Neues Ermittlungsverfahren gegen René Benko wegen 120-Millionen-Umleitung bei Signa
Ella WagnerNeues Ermittlungsverfahren gegen René Benko wegen 120-Millionen-Umleitung bei Signa
Die Münchner Staatsanwaltschaft hat ein 18. Ermittlungsverfahren gegen René Benko eingeleitet. Im Mittelpunkt steht der Verdacht, dass 120 Millionen Euro aus dem Bahnhofplatz-Projekt umgeleitet wurden. Die Vorwürfe umfassen Untreue und Betrug in Höhe von mehreren hundert Millionen Euro.

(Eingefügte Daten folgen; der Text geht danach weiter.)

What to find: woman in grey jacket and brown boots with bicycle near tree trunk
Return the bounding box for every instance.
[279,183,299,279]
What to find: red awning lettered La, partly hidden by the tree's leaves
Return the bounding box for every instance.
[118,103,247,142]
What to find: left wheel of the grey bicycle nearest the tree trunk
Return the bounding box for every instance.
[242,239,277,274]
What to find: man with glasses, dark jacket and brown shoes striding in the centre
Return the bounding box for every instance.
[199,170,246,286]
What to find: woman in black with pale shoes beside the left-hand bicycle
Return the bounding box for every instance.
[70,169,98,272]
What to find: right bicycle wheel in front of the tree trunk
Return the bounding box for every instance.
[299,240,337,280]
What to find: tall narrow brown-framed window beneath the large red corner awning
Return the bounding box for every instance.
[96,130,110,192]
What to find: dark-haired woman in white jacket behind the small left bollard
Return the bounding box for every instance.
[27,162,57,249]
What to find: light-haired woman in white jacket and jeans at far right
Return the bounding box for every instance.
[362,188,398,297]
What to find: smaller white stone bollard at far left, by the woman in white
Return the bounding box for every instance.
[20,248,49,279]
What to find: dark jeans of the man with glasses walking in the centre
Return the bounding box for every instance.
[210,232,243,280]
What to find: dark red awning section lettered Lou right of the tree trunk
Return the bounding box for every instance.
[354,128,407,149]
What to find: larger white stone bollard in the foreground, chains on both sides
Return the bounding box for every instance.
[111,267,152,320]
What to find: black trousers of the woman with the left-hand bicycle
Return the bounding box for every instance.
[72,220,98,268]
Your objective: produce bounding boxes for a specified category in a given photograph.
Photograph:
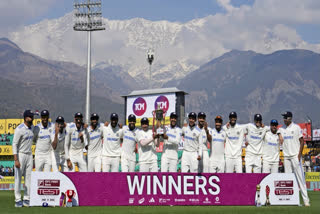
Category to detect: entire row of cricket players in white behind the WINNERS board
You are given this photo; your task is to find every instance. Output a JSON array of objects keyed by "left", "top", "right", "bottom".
[{"left": 12, "top": 110, "right": 309, "bottom": 205}]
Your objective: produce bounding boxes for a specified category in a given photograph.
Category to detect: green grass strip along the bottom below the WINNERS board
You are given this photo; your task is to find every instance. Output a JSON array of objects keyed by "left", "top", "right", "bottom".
[{"left": 0, "top": 191, "right": 320, "bottom": 214}]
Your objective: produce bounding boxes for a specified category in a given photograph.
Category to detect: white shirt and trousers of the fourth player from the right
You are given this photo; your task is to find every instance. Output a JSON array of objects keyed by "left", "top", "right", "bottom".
[{"left": 223, "top": 124, "right": 244, "bottom": 173}]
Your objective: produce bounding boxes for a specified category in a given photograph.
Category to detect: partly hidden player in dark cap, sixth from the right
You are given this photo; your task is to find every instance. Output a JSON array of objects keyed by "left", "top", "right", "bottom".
[{"left": 198, "top": 112, "right": 210, "bottom": 173}]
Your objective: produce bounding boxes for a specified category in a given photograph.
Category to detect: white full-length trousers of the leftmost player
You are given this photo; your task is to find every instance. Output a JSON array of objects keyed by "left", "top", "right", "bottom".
[{"left": 14, "top": 153, "right": 33, "bottom": 202}]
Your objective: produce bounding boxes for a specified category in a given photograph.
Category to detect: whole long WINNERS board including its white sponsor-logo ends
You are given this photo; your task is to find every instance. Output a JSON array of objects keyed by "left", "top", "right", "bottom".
[{"left": 30, "top": 172, "right": 299, "bottom": 206}]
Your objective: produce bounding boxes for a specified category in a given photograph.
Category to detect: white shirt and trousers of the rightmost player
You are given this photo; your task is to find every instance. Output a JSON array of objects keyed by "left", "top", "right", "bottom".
[{"left": 279, "top": 122, "right": 309, "bottom": 204}]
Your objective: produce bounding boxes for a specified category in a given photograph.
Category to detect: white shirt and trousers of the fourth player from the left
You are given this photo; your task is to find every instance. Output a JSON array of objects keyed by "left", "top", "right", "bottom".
[{"left": 64, "top": 123, "right": 88, "bottom": 172}]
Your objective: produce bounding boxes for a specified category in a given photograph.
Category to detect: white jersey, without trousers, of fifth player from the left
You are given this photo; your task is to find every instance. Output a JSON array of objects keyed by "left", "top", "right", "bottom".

Gelder aus dem Münchner Bauvorhaben sollen demnach genutzt worden sein, um Liquiditätsengpässe innerhalb der Signa Group zu überbrücken. Ein Teil des Geldes floss zudem in eine Kapitalerhöhung für das Kaufhaus Selfridges. Ermittler werfen Signa Prime Selection vor, als eine Art „finanzieller Staubsauger“ fungiert zu haben, der Gelder aus verschiedenen Projekten abzog – darunter auch aus einem Geschäft mit einem saudischen Staatsfonds.

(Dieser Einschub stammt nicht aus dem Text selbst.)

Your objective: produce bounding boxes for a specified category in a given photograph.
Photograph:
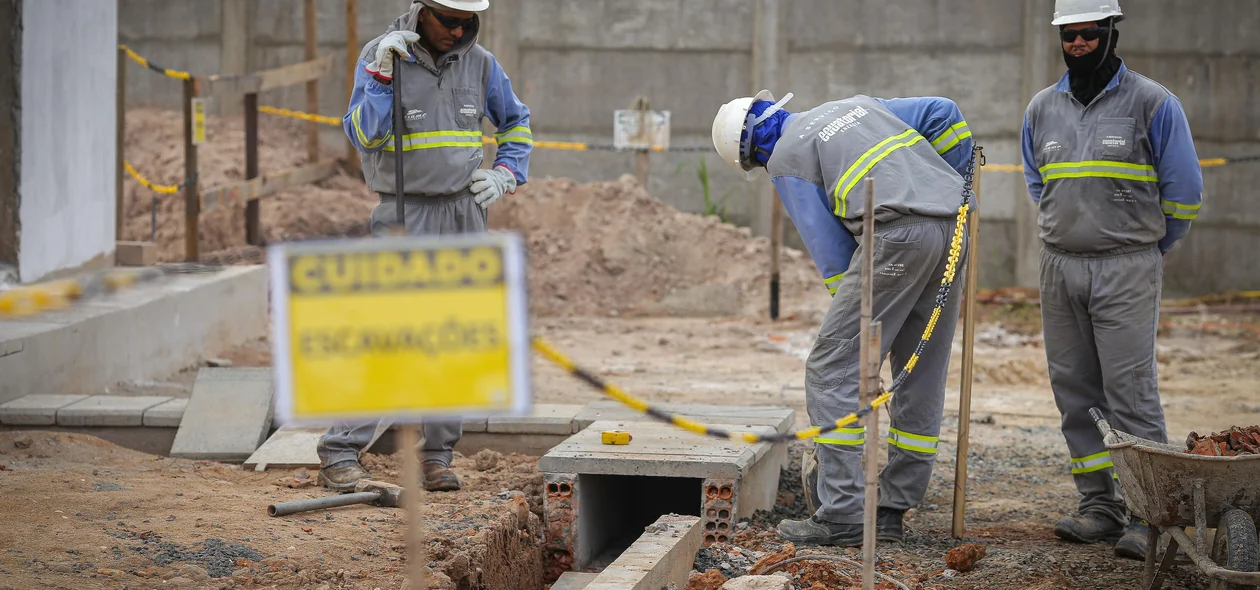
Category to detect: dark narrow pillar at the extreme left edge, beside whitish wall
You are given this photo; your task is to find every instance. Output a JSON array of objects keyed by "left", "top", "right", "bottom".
[{"left": 0, "top": 0, "right": 21, "bottom": 271}]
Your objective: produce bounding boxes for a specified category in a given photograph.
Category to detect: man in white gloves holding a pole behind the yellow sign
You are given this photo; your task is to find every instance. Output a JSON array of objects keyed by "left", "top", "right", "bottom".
[{"left": 318, "top": 0, "right": 533, "bottom": 490}]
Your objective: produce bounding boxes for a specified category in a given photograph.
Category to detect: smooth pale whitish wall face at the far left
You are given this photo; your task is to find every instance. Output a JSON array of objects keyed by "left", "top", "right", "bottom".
[{"left": 18, "top": 0, "right": 117, "bottom": 282}]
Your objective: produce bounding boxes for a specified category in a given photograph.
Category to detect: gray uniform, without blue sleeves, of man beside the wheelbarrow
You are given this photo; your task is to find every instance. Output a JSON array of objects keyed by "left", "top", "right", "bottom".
[{"left": 1027, "top": 66, "right": 1172, "bottom": 522}]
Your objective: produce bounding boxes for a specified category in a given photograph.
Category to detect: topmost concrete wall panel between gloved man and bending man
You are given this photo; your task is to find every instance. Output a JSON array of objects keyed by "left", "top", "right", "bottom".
[{"left": 519, "top": 0, "right": 755, "bottom": 52}]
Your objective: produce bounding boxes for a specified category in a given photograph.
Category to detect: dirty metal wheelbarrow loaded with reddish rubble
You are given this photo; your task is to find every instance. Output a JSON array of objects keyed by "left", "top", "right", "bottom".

Benko sitzt seit Januar 2025 in Untersuchungshaft. Zu seinen laufenden juristischen Auseinandersetzungen gehört ein Privatinsolvenzverfahren, das sich derzeit auf mehrere hochwertige Damenringe konzentriert. Für Donnerstag ist die Berufungsverhandlung in seinem ersten Prozess wegen betrügerischen Bankrotts angesetzt.
Sollte er in den aktuellen Verfahren schuldig gesprochen werden, wäre dies das erste formelle Urteil gegen ihn als Häftling im Rahmen der Signa-Affäre. Die neueste Untersuchung reiht sich in eine wachsende Liste rechtlicher Herausforderungen für den umkämpften Milliardär ein. Die Behörden prüfen weiterhin das Ausmaß und die Methoden der mutmaßlichen Finanzvergehen.